The pronouns Who and whom are about grammatical roles, not importance, and their distinction mostly matters in formal writing. Who is used when the person is doing the action in the sentence. Whom is used when the person is receiving the action. A simple way to remember this is that the shooter is who, and the target is whom. In the sentence “Who is shooting whom?” who refers to the person pulling the trigger, and whom refers to the person being shot.
Think of it this way:
Who = shooter
Whom = target
If that still feels unclear, rephrase the sentence as a statement and substitute pronouns. He is shooting him. If he fits, use who. If him fits, use whom. The same person can be who in one sentence and whom in another, depending entirely on whether he is doing the action or receiving it.
Historically, who and whom come from the same Old English root, hwā (pronounced hwah), meaning “what person.” Early English, like Latin and German, marked grammatical case much more clearly than modern English does. Over time, that single root developed different forms based on sentence function. Who emerged as the subject form, and whom as the object form. They were never competing words, just two versions of the same word doing different jobs.
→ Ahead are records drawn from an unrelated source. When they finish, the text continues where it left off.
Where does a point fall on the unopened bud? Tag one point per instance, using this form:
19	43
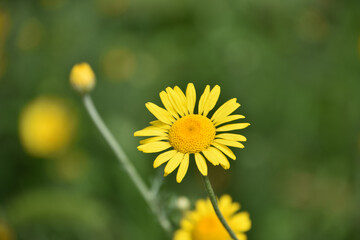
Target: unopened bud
82	77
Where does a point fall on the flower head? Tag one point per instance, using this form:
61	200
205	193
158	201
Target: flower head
203	224
82	77
188	133
45	126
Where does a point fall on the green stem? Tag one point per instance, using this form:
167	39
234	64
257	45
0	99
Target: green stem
149	198
213	200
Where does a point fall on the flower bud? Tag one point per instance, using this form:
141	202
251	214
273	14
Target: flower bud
82	78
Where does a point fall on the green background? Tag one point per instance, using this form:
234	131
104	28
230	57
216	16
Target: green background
293	65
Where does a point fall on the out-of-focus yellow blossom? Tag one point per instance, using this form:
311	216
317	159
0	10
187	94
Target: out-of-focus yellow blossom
5	232
46	126
203	224
82	77
183	203
30	35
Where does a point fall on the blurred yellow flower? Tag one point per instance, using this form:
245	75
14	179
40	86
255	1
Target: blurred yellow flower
46	126
82	77
189	133
203	224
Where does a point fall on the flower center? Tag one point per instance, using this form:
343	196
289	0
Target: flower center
192	134
209	228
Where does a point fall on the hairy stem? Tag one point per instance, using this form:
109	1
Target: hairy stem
126	163
213	200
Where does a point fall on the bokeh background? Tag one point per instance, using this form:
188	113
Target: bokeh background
293	65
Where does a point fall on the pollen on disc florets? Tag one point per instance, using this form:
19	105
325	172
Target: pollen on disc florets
192	134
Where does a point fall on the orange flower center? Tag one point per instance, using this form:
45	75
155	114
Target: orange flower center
192	134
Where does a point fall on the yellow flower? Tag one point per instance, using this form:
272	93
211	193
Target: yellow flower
203	224
179	128
82	78
45	126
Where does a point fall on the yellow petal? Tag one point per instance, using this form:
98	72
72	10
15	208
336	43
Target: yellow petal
241	222
210	156
229	118
211	100
173	163
234	126
160	124
182	235
201	163
182	99
167	104
183	168
229	143
225	110
153	139
154	147
232	137
240	236
224	149
203	99
150	131
220	157
164	157
175	100
160	113
191	97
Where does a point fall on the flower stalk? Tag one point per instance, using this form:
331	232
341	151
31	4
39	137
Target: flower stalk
213	200
149	198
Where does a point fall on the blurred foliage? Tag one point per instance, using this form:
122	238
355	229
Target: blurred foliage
293	65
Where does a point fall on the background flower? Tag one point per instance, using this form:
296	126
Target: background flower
203	224
45	126
294	65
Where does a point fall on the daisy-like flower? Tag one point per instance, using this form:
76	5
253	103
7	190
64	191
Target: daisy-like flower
203	224
185	132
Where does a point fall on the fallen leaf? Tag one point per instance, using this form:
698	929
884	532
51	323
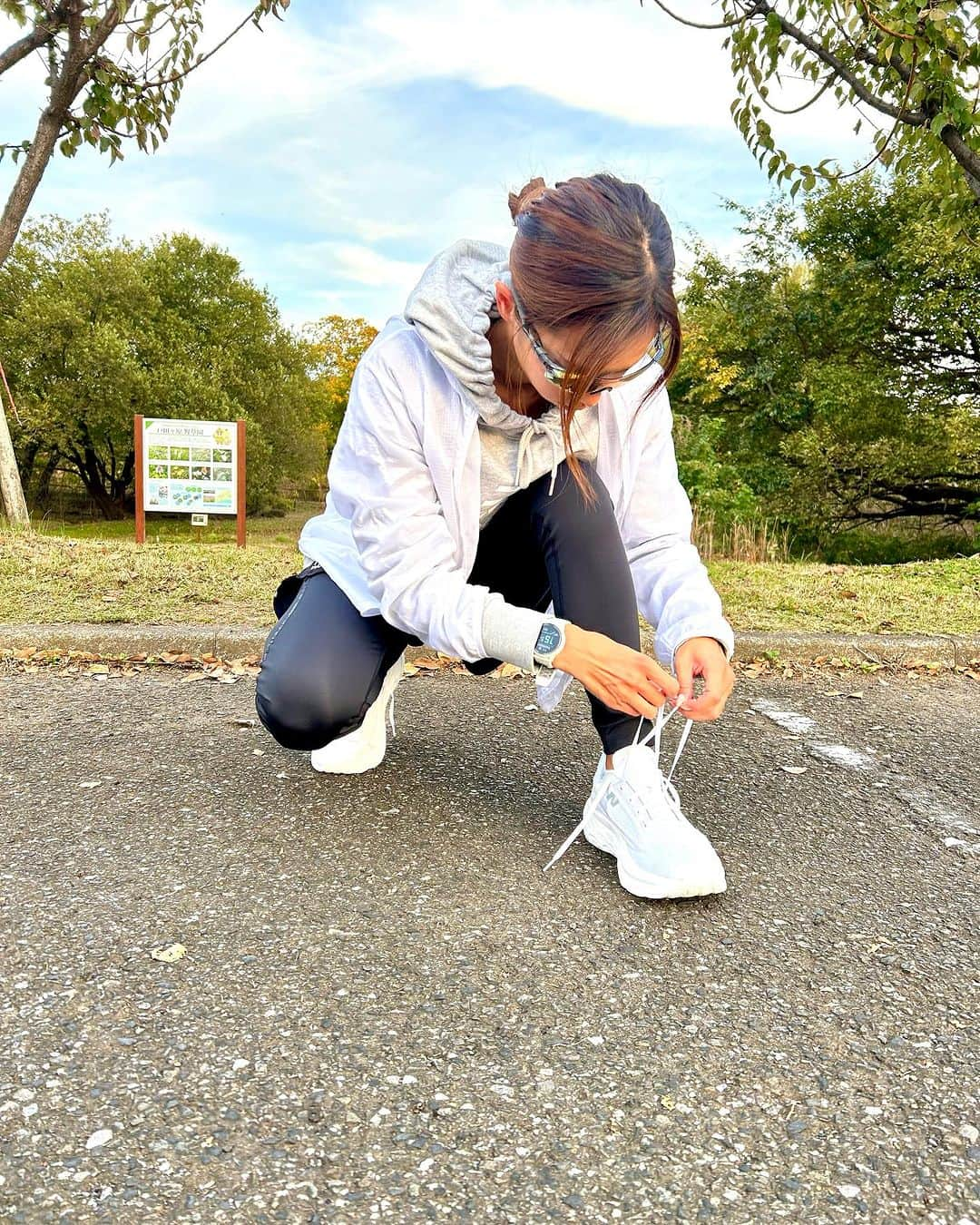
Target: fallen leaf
426	663
169	953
They feel confusing today because English gradually lost most of its case endings. Nouns stopped changing form, and word order took over most of the grammatical work. For example, “Who shot who?” works perfectly well in casual conversation because word order alone tells us who is the shooter and who is the target. But no author would be found dead using “Who shot who?” in narrative prose unless it was safely tucked inside quotation marks.
Another example:
Formal: The man whom you called left a message.
Informal Common: The man you called left a message.
Informal Uncommon: The man who you called left a message.
Personal pronouns are the exception where English still preserves clear subject and object forms. We continue to say he/him, she/her, and they/them without thinking about it. Who/whom stands out because they belong to a different class of pronouns, interrogative and relative, and sound formal and interchangeable in speech. They’re simply examples of the last visible traces of an older, more precise system still hanging on.